RPG Site Best of 2017 Awards: Readers' Choice in Detail
As is now tradition, we close out our end-of-year awards with a poll of you, our readers, to find out what you ranked as the very best RPGs and games for RPG fans out of all the games released throughout 2017. This year marked a record voting for our end-of-year poll, with thousands of you voting to determine your favorite RPG of the year, over doubling the votes we saw last year. The results are interesting, with many of your choices mirroring ours in our staff-picked best of 2017 awards.
As always there are some notable differences in your picks from our staff top ten, however. Be sure to check out our staff best of 2017 picks, which include a couple of different games and a different pick for RPG of the Year entirely. The poll also looked to see which your favorite numbered Final Fantasy title is - but we'll reveal that in a separate post. If you want to know what we make of your choices, be sure to read the official RPG Site Best of 2017 Awards where we dish out our staff-picked honors. This year, our opinions overlap quite a bit.
For the sake of argument polling also included a few of the games that aren't really RPGs but skirt close with RPG-like themes or mechanics - basically bending the rules in the same way we do with what we review here on the site. It seems it's good we did, as a few of those games charted this year, picking up a lot of votes.
So... how did you, the great RPG-playing public, vote? Here's the results - the winner is something of a landslide victory...
Your Top Ten RPGs of 2017
10. The Legend of Heroes: Trails in the Sky 3rd - 2.2% (Nihon Falcom / XSEED - PS4, PC, Vita)
9. Fire Emblem Echoes: Shadows of Valentia - 2.3% (Nintendo - 3DS)
8. Final Fantasy XIV: Stormblood - 2.7% (Square Enix / PS4, PC)
7. Horizon: Zero Dawn - 3.8% (Guerilla Games / Sony - PS4)
6. Yakuza 0 - 3.8% (Sega - PS4)
5. The Legend of Zelda: Breath of the Wild - 4.4% (Nintendo - Switch)
4. Xenoblade Chronicles 2 - 5% (Monolith Soft - Switch)
3. Divinity: Original Sin 2 - 5.4% (Larian Studios - PC)
2. NieR: Automata - 16.3% (Square Enix - PS4, PC)
1. Persona 5 - 36.9% (Atlus - PS4, PS3)
Additional Facts and Figures
- Persona 5 follows in the footsteps of Final Fantasy XV and The Witcher 3: Wild Hunt as a winner of the poll in previous years (2015 Results / 2016 Results). It records by far the biggest winning margin on record in our reader polls.
- The top five of readers is this year almost identical to our staff top five of 2017 - but on our staff list, Yakuza 0 made top five while Xenoblade Chronicles 2 did not.
- Narrow misses for the top ten for 2017 include some big name titles including Tales of Berseria, South Park: The Fractured But Whole (both of which missed out on the tenth spot by just a few votes each), Ys VIII: Lacrimosa of DANA and .hack//G.U. Last Recode.
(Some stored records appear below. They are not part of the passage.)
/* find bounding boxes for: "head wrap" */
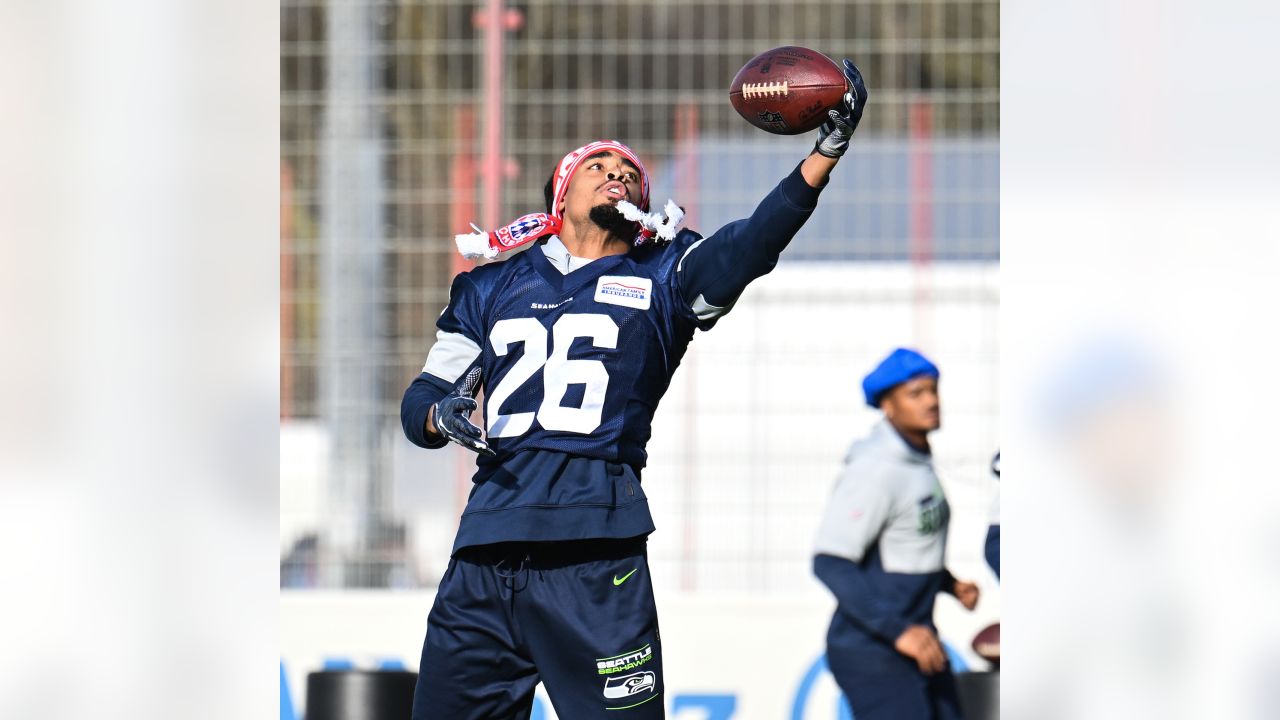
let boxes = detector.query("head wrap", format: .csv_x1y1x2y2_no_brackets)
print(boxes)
551,140,650,220
455,140,683,260
862,348,940,408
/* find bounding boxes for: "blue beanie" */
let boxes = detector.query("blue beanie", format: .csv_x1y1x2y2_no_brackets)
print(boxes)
862,348,940,408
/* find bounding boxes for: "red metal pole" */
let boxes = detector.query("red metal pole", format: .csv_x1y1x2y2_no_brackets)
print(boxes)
460,0,523,521
909,100,934,347
450,105,478,277
480,0,505,232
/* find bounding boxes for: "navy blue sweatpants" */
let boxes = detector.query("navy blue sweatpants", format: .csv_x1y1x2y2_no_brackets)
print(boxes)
412,537,664,719
827,616,963,720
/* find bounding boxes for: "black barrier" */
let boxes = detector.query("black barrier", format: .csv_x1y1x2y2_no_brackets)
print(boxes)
306,670,417,720
955,671,999,720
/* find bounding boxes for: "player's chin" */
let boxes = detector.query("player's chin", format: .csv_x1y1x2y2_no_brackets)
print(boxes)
589,202,622,221
588,203,634,236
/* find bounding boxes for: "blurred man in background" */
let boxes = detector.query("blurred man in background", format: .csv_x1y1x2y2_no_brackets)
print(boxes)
401,63,866,720
813,347,980,720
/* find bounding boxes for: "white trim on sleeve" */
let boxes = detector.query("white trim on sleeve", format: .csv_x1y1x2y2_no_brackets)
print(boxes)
690,293,730,321
422,330,482,383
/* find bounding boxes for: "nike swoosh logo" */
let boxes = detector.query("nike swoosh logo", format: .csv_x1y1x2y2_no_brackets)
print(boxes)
613,569,638,586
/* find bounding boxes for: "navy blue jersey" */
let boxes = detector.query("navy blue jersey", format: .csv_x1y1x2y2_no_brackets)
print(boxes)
403,163,824,552
442,232,702,468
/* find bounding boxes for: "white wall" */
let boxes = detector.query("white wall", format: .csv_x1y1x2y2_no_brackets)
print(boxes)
281,589,997,720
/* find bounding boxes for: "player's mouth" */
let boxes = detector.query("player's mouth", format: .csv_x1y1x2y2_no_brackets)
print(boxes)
598,181,628,202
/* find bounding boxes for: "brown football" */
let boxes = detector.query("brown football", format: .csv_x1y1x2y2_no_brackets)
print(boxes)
972,622,1000,664
728,46,847,135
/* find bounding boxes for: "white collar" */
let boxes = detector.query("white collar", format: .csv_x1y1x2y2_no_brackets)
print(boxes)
540,235,598,275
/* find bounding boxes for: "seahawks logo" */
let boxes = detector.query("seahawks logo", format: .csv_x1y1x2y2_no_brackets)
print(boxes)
917,494,950,534
603,671,656,700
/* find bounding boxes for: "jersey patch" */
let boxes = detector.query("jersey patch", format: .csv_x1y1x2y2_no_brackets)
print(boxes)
595,276,653,311
916,493,949,535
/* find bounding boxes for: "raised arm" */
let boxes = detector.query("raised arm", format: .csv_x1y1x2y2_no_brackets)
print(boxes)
674,59,867,325
673,164,823,324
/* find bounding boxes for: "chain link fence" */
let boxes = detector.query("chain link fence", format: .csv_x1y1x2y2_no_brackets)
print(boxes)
281,0,998,589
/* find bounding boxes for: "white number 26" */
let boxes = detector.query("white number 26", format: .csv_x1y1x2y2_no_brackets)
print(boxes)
485,313,618,437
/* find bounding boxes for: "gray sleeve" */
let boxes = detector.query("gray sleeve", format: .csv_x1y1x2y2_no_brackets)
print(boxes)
813,460,898,562
422,328,482,383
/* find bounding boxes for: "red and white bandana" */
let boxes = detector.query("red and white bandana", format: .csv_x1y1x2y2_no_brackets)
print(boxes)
455,140,680,260
550,140,650,220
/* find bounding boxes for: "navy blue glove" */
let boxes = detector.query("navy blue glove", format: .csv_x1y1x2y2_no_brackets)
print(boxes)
814,59,869,159
431,366,496,457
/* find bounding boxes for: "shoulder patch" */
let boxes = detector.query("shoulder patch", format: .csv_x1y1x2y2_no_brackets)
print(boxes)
594,275,653,310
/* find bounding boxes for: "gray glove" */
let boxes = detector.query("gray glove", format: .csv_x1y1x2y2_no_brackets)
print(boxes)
814,59,869,159
431,366,496,457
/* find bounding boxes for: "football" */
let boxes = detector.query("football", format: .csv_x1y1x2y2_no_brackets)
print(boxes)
972,622,1000,664
728,46,847,135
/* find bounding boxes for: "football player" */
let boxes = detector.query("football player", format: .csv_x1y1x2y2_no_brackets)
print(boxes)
400,61,866,720
812,348,980,720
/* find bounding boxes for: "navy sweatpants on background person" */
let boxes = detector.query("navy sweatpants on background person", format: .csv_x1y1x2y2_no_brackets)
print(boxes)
412,537,664,720
827,614,963,720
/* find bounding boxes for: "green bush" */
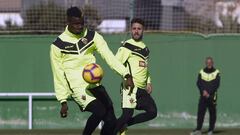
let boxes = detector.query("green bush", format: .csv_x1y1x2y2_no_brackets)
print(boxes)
23,2,102,32
23,2,66,31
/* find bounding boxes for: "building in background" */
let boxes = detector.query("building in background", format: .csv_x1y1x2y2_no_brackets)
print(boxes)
0,0,23,28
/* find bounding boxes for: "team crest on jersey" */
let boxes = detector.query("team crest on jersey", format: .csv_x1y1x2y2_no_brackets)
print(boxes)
139,61,148,67
81,38,88,44
81,95,86,100
129,98,135,104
- A lot of remasters and rereleases managed to pick up a good number of votes this year, with the number one remaster spot being taken by Final Fantasy XII: The Zodiac Age, which ultimately picked up nearly 2% of the vote. Kingdom Hearts 1.5 + 2.5 HD ReMix and Dragon's Dogma Dark Arisen both picked up a good number of votes for their current-console rereleases, while the enhanced Pokemon Ultra Sun & Ultra Moon also impressively stole away a few votes from more all-new games.
- The phenomenal lead held by both Persona 5 and NieR Automata over their peers shows how much they've dominated public discussion of RPGs this year, and this is the largest voting we've seen in all the years we've been running public votes.
- While Divinity: Original Sin II and Horizon: Zero Dawn make the top ten, other Western RPGs failed to do so. Perhaps the biggest shocker is Mass Effect Andromeda - this time last year we'd have pegged it for a likely top five spot, but a buggy, messy launch ensured it only picked up a handful of votes.
- This year's most voted publisher is Atlus and Sega if you combine their Persona and Yakuza votes, since they're the same parent company. Just as in 2016, however, Nintendo picks up the most votes spread across a large number of games, driven by Zelda, Fire Emblem and Xenoblade.